New issue
Advanced search Search tips
Note: Color blocks (like or ) mean that a user may not be available. Tooltip shows the reason.

Issue 725907 link

Starred by 3 users

Issue metadata

Status: Archived
Owner: ----
Closed: Aug 2017
Cc:
Components:
EstimatedDays: ----
NextAction: ----
OS: Chrome
Pri: 2
Type: Bug-Regression



Sign in to add a comment

traces contain huge number of MessageLoop::RunTask events

Reported by dave.rod...@arm.com, May 24 2017

Issue description

UserAgent: Mozilla/5.0 (X11; Linux x86_64) AppleWebKit/537.36 (KHTML, like Gecko) Chrome/57.0.2987.133 Safari/537.36
Platform: 9517.0.2017_05_03_1620 (Test Build - davrod01) developer-build elm

Steps to reproduce the problem:
1. capture trace with toplevel category enabled

What is the expected behavior?
Should be able to load trace in trace viewer, but it is too big.

What went wrong?
Trace contains around 70,000 MessageLoop::RunTask events per second and as a result are too big to be loaded in the trace viewer.

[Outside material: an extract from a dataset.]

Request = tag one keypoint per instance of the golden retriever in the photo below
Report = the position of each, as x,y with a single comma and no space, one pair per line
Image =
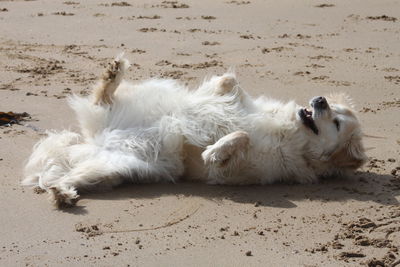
159,130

Looking at an older trace file, it has around 2000 of these events per second.

The extra events look similar to these three events from the Browser Chrome_IOThread thread, repeated many times.

{'ts': 108264772603, 's': None, 'dur': 6, 'category': None, 'cat': ['toplevel'], 'flow_out': None, 'timestamp': 21705.727, 'bind_id': None, 'args':
{'src_func': 'Watcher', 'src_file': '../../../../../../../home/pdswauto/chrome_root/src/base/files/file_descriptor_watcher_posix.cc'}
, 'tid': 30495, 'id': None, 'pid': 30451, 'tdur': 4, 'ph': 'X', 'name': 'MessagePumpLibevent::OnLibeventNotification', 'scope': None, 'flow_in': None, 'tts': 12005269}
{'ts': 108264772611, 's': None, 'dur': 26, 'category': None, 'cat': ['toplevel'], 'flow_out': None, 'timestamp': 21705.735, 'bind_id': None, 'args':
{'src_func': 'OnFileCanReadWithoutBlocking', 'src_file': '../../../../../../../home/pdswauto/chrome_root/src/base/files/file_descriptor_watcher_posix.cc'}
, 'tid': 30495, 'id': None, 'pid': 30451, 'tdur': 25, 'ph': 'X', 'name': 'MessageLoop::RunTask', 'scope': None, 'flow_in': None, 'tts': 12005276}
{'ts': 108264772640, 's': None, 'dur': 7, 'category': None, 'cat': ['toplevel'], 'flow_out': None, 'timestamp': 21705.764, 'bind_id': None, 'args':
{'src_func': 'StartWatching', 'src_file': '../../../../../../../home/pdswauto/chrome_root/src/base/files/file_descriptor_watcher_posix.cc'}

Did this work before? Yes Not sure, likely no earlier than April 2017.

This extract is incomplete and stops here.